Honey’s Monologue

by Tina Mander

LARRY, 29, is that Jewish guy who thinks he’s black. Tupac is his idol. Opposite him is, HONEY, 21. She’s the Sunday school type; long dress but hair that looks like its shampooed with crack; its mighty big.
They are sitting in the far corner, on love seats.
This is the good stuff I take it? I’m being polite when I tell you, “I take it?” I’m no dumb shit. I know a good piece of steak when I see one, and this mumbo jumbo dripping sweet bitch ass has got juices sweeter than your sisters’ pussy ahhh.
Is here for, let me get this straight. I mean. Let. Me. Get. This straight. This here right here is £52.
[Honey puts her menu down. ]
I need that attitude from now on. Your nose is a large turn-on the way you oh shit.

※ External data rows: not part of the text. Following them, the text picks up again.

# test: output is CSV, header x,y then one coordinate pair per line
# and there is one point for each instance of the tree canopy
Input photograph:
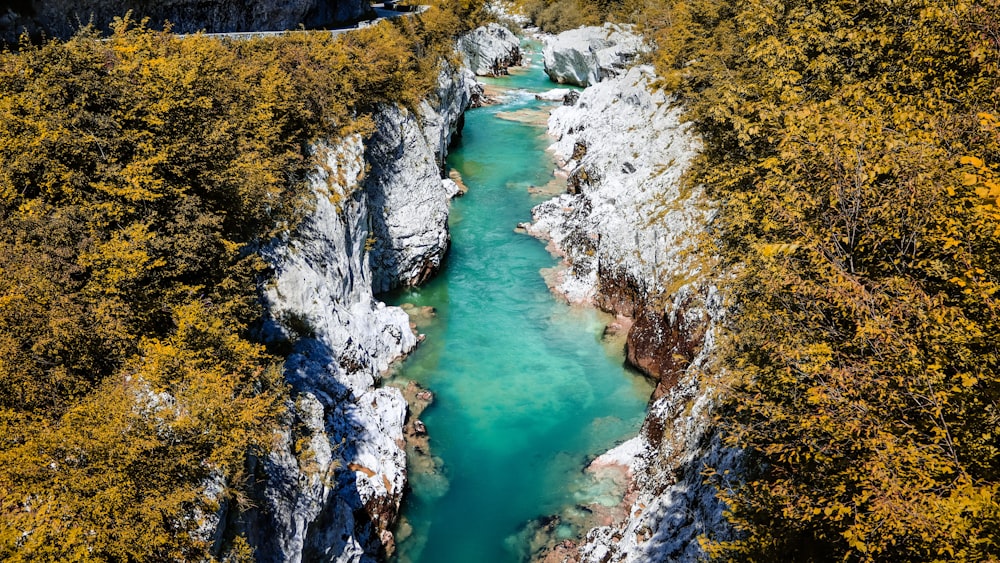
x,y
853,149
140,173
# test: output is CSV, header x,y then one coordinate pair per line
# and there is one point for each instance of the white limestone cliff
x,y
489,50
587,55
624,232
331,488
410,200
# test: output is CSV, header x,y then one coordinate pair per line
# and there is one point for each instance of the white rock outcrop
x,y
409,236
623,150
489,50
623,232
587,55
332,486
337,474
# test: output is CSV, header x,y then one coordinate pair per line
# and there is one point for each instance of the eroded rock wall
x,y
626,230
331,488
489,50
408,197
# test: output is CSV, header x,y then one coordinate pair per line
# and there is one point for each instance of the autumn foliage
x,y
853,149
139,175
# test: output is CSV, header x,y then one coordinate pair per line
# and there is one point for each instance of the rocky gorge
x,y
625,231
331,488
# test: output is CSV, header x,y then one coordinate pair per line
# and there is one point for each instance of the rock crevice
x,y
331,488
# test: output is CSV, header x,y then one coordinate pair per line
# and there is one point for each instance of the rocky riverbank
x,y
331,488
625,231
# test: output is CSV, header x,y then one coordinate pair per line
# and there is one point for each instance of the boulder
x,y
489,50
587,55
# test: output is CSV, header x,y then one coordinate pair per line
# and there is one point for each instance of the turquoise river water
x,y
525,391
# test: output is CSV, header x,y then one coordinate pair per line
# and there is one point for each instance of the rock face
x,y
623,231
60,18
405,190
331,488
587,55
489,50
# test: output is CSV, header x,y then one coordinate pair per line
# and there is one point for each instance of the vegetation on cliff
x,y
139,174
853,150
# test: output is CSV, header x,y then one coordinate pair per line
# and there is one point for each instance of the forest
x,y
852,150
140,174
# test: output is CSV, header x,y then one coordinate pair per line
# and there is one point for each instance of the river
x,y
526,390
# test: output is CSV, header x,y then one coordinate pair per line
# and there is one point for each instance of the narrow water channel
x,y
525,390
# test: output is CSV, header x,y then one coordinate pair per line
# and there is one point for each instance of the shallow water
x,y
525,391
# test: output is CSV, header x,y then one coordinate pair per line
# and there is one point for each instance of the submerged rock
x,y
587,55
623,232
489,50
331,488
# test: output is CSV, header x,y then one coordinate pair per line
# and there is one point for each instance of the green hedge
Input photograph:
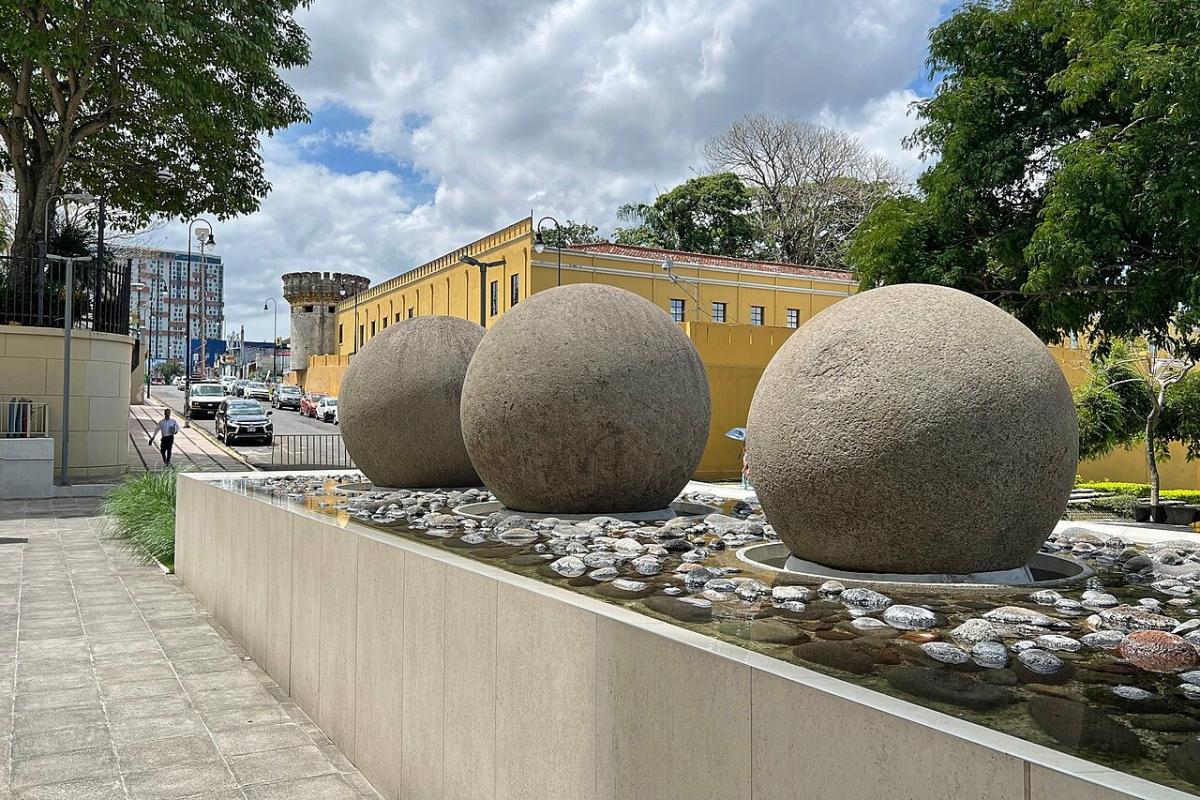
x,y
142,512
1139,491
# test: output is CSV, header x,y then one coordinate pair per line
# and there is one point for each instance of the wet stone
x,y
1077,725
954,689
844,656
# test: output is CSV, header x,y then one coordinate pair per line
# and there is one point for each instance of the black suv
x,y
286,397
240,419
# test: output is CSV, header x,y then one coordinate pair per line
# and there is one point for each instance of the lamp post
x,y
205,236
82,198
483,282
67,322
275,348
539,245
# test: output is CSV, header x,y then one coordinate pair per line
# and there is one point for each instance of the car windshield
x,y
245,408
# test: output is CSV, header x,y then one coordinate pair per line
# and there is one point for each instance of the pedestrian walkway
x,y
192,447
118,685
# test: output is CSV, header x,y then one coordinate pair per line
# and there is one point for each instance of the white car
x,y
327,409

[She sticks her tongue out.]
Meant your nose is large and yeah you get me. I know you’re feeling me. I’m not shy but I’m shy of white Jews. Got a thing for you people. Got damn! I don’t even know how to eat this steak. It’s just gone be dribbling down my chin and into my lap. You gunna be like, “you pissed yoself?” Once I was eating the yogurts with the sauce in it. I dropped it on my lap, and it looked like I had started my period. I hadn’t, I did though like, about three years after. Good thing I ain’t on now because it woulda been harder to run from you if my back was aching and not from lovemaking. I want you to look behind you; yo. Look behind you, I’m about to slip my hand in your pocket, take your wallet. I’m not wearing my heels. Not in preparation for the run. But I will get on my knees in front of you, chin down, and ask you to flash your mobile light so that I can help you find your wallet afterwards.
[Honey is making an aeroplane outta the menu.] 
Hate maths but I’m mighty fine at calculating people. Boxing fanatic what’d you expect? I love me some chess. Bet you can feel me in your mind. I will be a rage on it. The way I plan to rob you is gunna make your blood seep the wrong way round your body; I don’t even know if that’ll make you turn blue or purple… details such as yourself are not important right now.  I stopped listening to you when you said, “happy birthday babe, happy babeday.” My invisible manhood is bigger than your one inch wonder, so I will order the turkey for us. It’s £14 and its light enough to run on.